Levantamento do Conselho Nacional de Justiça (CNJ) aponta que, em média, uma pessoa fica na penitenciária de cinco meses a quase três anos aguardando a definição da pena. Lentidão da Justiça para analisar processos, aumento da criminalidade, baixa aplicação de medidas alternativas e até pressão da população para que infratores sejam levados para a cadeia são fatores que explicam o cenário.

Volume de processos

O juiz aposentado Juarez Morais de Azevedo, que atuou na Vara Criminal e de Execução Penal de Nova Lima, na Grande BH, acrescenta ainda a maior participação de jovens em crimes, principalmente no tráfico de drogas. Membro do Conselho de Criminologia de Minas, o magistrado não acredita existir uma política de encarceramento, mas crescimento do volume de inquéritos a serem avaliados.

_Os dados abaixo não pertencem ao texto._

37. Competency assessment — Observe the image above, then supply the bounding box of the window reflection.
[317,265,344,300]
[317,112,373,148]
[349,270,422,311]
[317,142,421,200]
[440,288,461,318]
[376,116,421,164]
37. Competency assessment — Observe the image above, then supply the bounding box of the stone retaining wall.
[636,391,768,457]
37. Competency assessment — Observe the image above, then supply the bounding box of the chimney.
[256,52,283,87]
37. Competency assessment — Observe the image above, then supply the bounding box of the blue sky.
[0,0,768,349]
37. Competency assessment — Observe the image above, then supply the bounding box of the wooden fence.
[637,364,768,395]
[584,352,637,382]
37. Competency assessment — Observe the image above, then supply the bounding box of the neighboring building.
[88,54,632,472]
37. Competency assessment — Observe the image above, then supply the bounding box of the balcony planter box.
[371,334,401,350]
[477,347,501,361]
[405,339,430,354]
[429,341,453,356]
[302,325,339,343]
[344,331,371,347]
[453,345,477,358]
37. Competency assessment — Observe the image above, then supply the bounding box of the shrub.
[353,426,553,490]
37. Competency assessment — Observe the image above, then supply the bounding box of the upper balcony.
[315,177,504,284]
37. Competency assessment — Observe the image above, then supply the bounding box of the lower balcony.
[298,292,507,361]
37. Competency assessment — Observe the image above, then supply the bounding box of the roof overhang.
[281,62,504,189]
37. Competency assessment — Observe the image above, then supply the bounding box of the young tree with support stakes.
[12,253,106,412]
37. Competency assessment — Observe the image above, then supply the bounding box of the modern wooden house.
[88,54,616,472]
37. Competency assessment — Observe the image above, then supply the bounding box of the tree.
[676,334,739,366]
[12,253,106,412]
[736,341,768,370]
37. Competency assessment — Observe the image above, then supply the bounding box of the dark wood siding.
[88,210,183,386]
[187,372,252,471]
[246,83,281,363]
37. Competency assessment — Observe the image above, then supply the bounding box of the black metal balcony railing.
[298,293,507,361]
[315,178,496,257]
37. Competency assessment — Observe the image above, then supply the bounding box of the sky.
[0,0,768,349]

“Enquanto isso, o número de juízes, promotores e defensores não aumentou na mesma proporção. Também há um clamor da sociedade para que quem pratica delito seja preso. Se isso não acontece, ela fica revoltada”, diz.

Crime organizado

A situação pode favorecer, inclusive, a expansão do crime organizado. É o que afirma a pesquisadora Ludmila Ribeiro, do Centro de Estudos de Criminalidade e Segurança Pública (Crisp), da UFMG, ao referir-se a detentos que cometeram delitos de menor potencial ofensivo e cumprem pena junto a acautelados mais perigosos, até mesmo membros de quadrilhas.

Segundo ela, um dos estudos feitos pelo órgão constatou um homem flagrado com 15 gramas de drogas e, mesmo alegando ser para consumo próprio, ficou em regime fechado. “Ele esteve três anos em uma unidade superlotada, sem material de higiene e sem fornecer fonte de renda para a família. Depois, outro juiz entendeu que ele não havia cometido o crime e o soltou. O que será que aconteceu quando esse rapaz voltou para a sociedade?”.

A pesquisadora explica que, em situações nas quais o processo é transformado em cumprimento de pena, inocentes podem ser inseridos no crime. “A família fica desestruturada, ele vive em condições precárias, tem o estigma de presidiário e acaba recorrendo ao crime organizado. O ideal seria que tivéssemos uma Justiça mais eficiente e que se ocupasse, de fato, com delitos graves”, afirma.

Segundo a Seap, detentos provisórios são de responsabilidade do TJMG

Medidas alternativas 

A prisão temporária divide opiniões entre especialistas. Presidente da Comissão Estadual de Assuntos Carcerários da Ordem dos Advogados do Brasil (OAB-MG), Fábio Piló afirma que deixar uma pessoa na cadeia à espera da sentença viola o princípio da presunção da inocência.

“A privação de liberdade deve ser a última medida nesses casos, não a primeira, como vem ocorrendo”, diz Piló, que defende aumentar a aplicação das medidas alternativas, como a tornozeleira eletrônica.

Já o desembargador da 6ª Câmara Criminal do Tribunal de Justiça de Minas Gerais (TJMG), Jaubert Carneiro Jaques, reforça que a detenção provisória é legal e, que na maior parte das situações, quem aguarda na penitenciária por uma definição é criminoso reincidente.

“Não estamos decretando prisões de inocentes. Casos insignificantes, como a mãe que no supermercado pega leite para amamentar o filho pequeno, nem chegam ao tribunal, são resolvidos antes, com recursos como o monitoramento eletrônico. Estamos tirando da sociedade pessoas de alta periculosidade”, afirma Jaques.